I have thinkerly days sometimes. Usually when the wind blows wild and I feel restless.
Today is the perfect culmination of thinkerly conditions.  Fall is like that.
I spent some time thinking about what I want the last week of the 31 days project to hold, now that we’ve looked in my closets and discussed what’s in the pantry.  Where to we go from here?

I think we’ll spend the next week going outside the box of house keeping and talking about what to do with life once we’ve eliminated the things that weigh us down and steal from us.  Clearing our homes is just the first step, there is a life to be lived after that, and maybe its time we examined more closely what sort of life we want that to be.

A few months ago I watched this inspiring talk. It entered my mind again today in all my thinking. It’s the perfect prelude to what’s coming next. I hope you’ll take a few moments to watch it. It’s worth your six minutes.

Some days are like that, even for a Minimalist

This morning I experienced my first minimalist fail in two years: I threw away our extra coffee pot. I don’t know when I did it, though I know it was sometime during the moving process. I don’t know why I did it, possibly some form of moving delusion or purging euphoria.
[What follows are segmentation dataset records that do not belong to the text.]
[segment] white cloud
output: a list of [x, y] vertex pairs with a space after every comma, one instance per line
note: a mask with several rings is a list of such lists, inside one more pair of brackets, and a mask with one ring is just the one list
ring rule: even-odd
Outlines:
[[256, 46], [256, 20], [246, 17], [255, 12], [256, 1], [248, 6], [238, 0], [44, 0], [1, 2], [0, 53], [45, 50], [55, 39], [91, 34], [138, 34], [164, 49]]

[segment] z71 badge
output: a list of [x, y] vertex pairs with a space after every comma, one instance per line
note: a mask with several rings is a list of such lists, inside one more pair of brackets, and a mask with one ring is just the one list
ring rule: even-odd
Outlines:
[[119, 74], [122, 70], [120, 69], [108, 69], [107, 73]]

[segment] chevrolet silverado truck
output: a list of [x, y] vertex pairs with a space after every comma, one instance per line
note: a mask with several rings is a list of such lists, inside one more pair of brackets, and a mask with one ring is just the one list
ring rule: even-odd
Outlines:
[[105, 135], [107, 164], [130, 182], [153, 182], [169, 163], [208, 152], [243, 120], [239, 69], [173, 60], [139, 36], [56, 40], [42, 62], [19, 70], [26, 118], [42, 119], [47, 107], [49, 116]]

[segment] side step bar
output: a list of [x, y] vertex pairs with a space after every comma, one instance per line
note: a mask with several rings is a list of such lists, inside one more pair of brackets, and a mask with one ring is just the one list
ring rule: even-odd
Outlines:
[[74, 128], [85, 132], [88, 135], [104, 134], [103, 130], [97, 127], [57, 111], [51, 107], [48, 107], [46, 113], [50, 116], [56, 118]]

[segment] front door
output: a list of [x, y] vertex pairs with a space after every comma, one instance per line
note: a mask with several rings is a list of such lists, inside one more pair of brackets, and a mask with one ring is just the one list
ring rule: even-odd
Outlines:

What I do know is that I wanted coffee and thirty seconds prior to discovering my purging error, the bottom cracked out of what I now know to be the only coffee pot in the house. . Fortunately I had not disposed of the camping coffee cups my brother purchased for us the year four hurricanes marched through Florida and we went weeks without power. Eventually, a lovely friend came to the rescue with a spare coffee pot, the result of a very recent marriage and the joining of two households.

Then my power when out.
Then my internet went out once the power came back on.

I looked outside to see if the sun had turned red or a black hole was forming but that didn’t seem to be the case.

Oh, and right now, I’m blogging from my phone.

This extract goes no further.